あれから半年がたとうとしていた。
バイト先の本屋は、あれから数倍、騒がしい場所になっていた。
「あのね、しおりーん?」
村川さんが呆れて言った。
「なあに、ムーラちゃん」
詩織さんのほうはというと、なにを言われるのかわかっているが、ふてぶてしく知らぬふりをしている。
そもそも詩織さんは、遅番で一番下っ端、のはずなのに、なぜか堂々としている。
だいたい研修の時からむすっとレジに立ち、「わたしみたいななにも知らない人間、失敗するの当たり前だし、わたしを一人にするってことは、なにが起きてもかまわないってことでしょ」などと言い放った。すごい。そのマインド、逆に尊敬する。
「あんたねえ、取り置きするならさっさと買いなさいよ。在庫のデータ残ってるから、あるんじゃないかって、お客さんから電話きちゃうから」
「だって、買うことは決まってるんだけど、なんていうか踏ん切りがつかないっていうか」
レジの後ろにある取り置き雑誌コーナーに、詩織さんの取り置き雑誌が会計されるのを待っている。
「意味わかんないから! もう今日買わないと、お客さんに売るよ」
「鬼!」
「鬼でけっこう!」
二人のやりとりをそばで聞きながら、ぼくは関わらないようにモップを持って店内清掃をしようとレジから離れようとした。
「ちょっと、和寿くん」
森川さんがぼくを呼び止めた。
「……なんですか」
「きみ、わたしたちに言うことないの?」
なにもかお見通しよ、という目だ。
「べつに、ないですけど」
別になにも隠し事はしていない、はずだ。
「ふーん、しおりんの雑誌のおかげで奥に隠れちゃってるけど、定期購読のシナリオ雑誌、きてるよ」
それか……。
「帰りに買います」
ぼくは顔を伏せた。
「表紙に、新人賞一次通過者発表、ってあるよ」
村川さんがまるでトリックを見破った探偵みたいにドヤついた。
「わたしの知らぬ間にあんた、脚本なんて書いてたの?」
詩織さんが言った。自分のことをごまかそうとして、大袈裟に驚いている。こいつめ。
「ええ、まあ」
「そうよ〜、和寿くんはね、未来の山田太一だから!」
「誰それ?」
「最近のコは学がないわね。『ふぞろいの林檎たち』知らないの!?」
「知らんし」
「でた、自分の知らないものは有名じゃないって勘違いするやーつ!」
「じゃああらすじ教えてよ」
「中井貴一がね……」
「あの、レジで荒ぶるのやめてもらっていいですか……」
逃げたい。早退したい。
「じゃ、結果だけ」
森川さんが雑誌を開いた。
「いま!?」
「でしょ」
「いや、レジで商品、そんな読まないで」
「……じゃ、終わってからにする?」
残念そうに森川さんが雑誌を閉じた。
仕事が終わり、事務所で二人は待ち構えていた。
「じゃ、いきますか」
「どぅるるるるるるる」
詩織さんがドラムロールの口真似をした。こんなにコミカルな人だったのか。それ、シナリオに入れればよかった。

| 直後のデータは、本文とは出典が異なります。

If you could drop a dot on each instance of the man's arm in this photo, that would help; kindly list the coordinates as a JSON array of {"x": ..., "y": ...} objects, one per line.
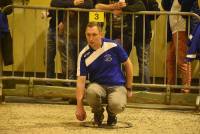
[
  {"x": 128, "y": 66},
  {"x": 80, "y": 92},
  {"x": 105, "y": 5},
  {"x": 134, "y": 6}
]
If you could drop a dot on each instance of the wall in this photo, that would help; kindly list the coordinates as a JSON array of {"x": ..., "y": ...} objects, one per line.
[{"x": 30, "y": 31}]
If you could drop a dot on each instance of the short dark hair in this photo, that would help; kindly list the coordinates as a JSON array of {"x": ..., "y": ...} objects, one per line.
[{"x": 94, "y": 24}]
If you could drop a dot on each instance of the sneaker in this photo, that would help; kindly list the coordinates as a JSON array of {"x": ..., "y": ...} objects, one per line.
[
  {"x": 98, "y": 118},
  {"x": 112, "y": 119}
]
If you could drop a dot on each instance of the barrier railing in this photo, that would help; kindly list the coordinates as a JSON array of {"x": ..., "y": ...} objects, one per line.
[{"x": 30, "y": 37}]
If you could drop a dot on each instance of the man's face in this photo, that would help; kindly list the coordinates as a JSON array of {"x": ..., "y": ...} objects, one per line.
[{"x": 93, "y": 36}]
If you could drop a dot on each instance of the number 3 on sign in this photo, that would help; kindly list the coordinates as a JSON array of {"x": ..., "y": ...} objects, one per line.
[{"x": 96, "y": 16}]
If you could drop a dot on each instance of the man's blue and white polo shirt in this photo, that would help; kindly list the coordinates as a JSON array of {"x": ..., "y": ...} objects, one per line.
[{"x": 103, "y": 65}]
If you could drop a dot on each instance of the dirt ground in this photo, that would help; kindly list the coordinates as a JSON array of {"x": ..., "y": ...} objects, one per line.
[{"x": 47, "y": 118}]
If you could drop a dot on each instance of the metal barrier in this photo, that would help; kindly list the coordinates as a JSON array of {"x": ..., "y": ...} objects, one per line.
[{"x": 36, "y": 78}]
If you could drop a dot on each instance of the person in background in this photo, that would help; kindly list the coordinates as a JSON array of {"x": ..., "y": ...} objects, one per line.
[
  {"x": 5, "y": 36},
  {"x": 56, "y": 21},
  {"x": 101, "y": 61},
  {"x": 178, "y": 40},
  {"x": 74, "y": 34},
  {"x": 143, "y": 52}
]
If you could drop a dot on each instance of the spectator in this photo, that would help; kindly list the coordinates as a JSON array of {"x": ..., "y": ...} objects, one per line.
[
  {"x": 71, "y": 35},
  {"x": 143, "y": 60},
  {"x": 5, "y": 36},
  {"x": 52, "y": 36},
  {"x": 179, "y": 39}
]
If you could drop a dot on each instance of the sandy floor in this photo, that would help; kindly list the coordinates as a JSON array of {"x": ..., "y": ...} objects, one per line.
[{"x": 27, "y": 118}]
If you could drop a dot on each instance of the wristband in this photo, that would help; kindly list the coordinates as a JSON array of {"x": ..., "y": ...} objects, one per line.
[{"x": 129, "y": 89}]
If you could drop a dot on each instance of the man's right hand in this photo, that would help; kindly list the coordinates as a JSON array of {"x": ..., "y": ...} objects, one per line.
[
  {"x": 80, "y": 113},
  {"x": 78, "y": 2}
]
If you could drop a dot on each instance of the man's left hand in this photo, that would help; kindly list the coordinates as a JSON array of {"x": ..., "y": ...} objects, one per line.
[{"x": 129, "y": 94}]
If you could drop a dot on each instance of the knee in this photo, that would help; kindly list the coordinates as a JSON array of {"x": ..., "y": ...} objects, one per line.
[
  {"x": 92, "y": 93},
  {"x": 116, "y": 107}
]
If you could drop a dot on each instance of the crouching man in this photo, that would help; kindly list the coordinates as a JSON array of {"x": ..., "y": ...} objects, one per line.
[{"x": 100, "y": 61}]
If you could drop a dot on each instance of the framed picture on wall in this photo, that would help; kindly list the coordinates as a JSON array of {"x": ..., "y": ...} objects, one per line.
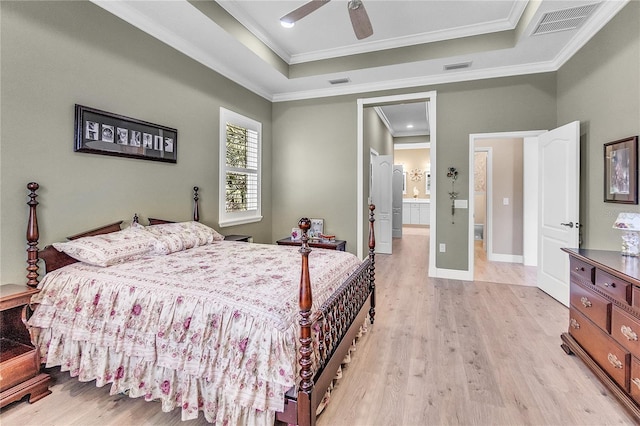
[
  {"x": 621, "y": 171},
  {"x": 106, "y": 133},
  {"x": 317, "y": 228}
]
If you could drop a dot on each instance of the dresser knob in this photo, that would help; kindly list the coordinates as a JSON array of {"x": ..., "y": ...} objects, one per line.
[
  {"x": 629, "y": 333},
  {"x": 585, "y": 302},
  {"x": 614, "y": 361}
]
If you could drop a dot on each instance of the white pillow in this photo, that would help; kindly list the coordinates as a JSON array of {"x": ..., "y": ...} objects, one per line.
[
  {"x": 109, "y": 249},
  {"x": 173, "y": 237}
]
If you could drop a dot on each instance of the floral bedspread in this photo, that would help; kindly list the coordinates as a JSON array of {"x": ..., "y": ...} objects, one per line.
[{"x": 213, "y": 328}]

びっしりと2ページにわたってタイトルと作者名が並んでいる。
ぼくの左右から二人がのぞきこんだ。
「あった?」
「字が小さいわねえ」
「でた、年寄りアピ」
「うっさい」
「あの、静かにしてもらっていいですか」
ぼくは二人をたしなめたけれど、べつに関係なかった。
見栄カレ、見栄カレ、見栄カレ……。
ない。
事務所全体が妙な雰囲気になった。蛍光灯が、店より暗いのが、ホラー映画の舞台みたいに思えてきた。
気まずい。
「まあ、次があるわよ」
森川さんがぼくの肩を叩いた。
「そうよー、最初っからうまくいくわけないって!」
詩織さんが珍しくなぐさめてきた。
「三回目です」
ぼくは言った。
「……三回くらい、ねえ?」
「そうよー」
けっこう、自信あったんだけどな。そりゃ受賞とか恐れ多いけど、予選くらい通過するよな、とか。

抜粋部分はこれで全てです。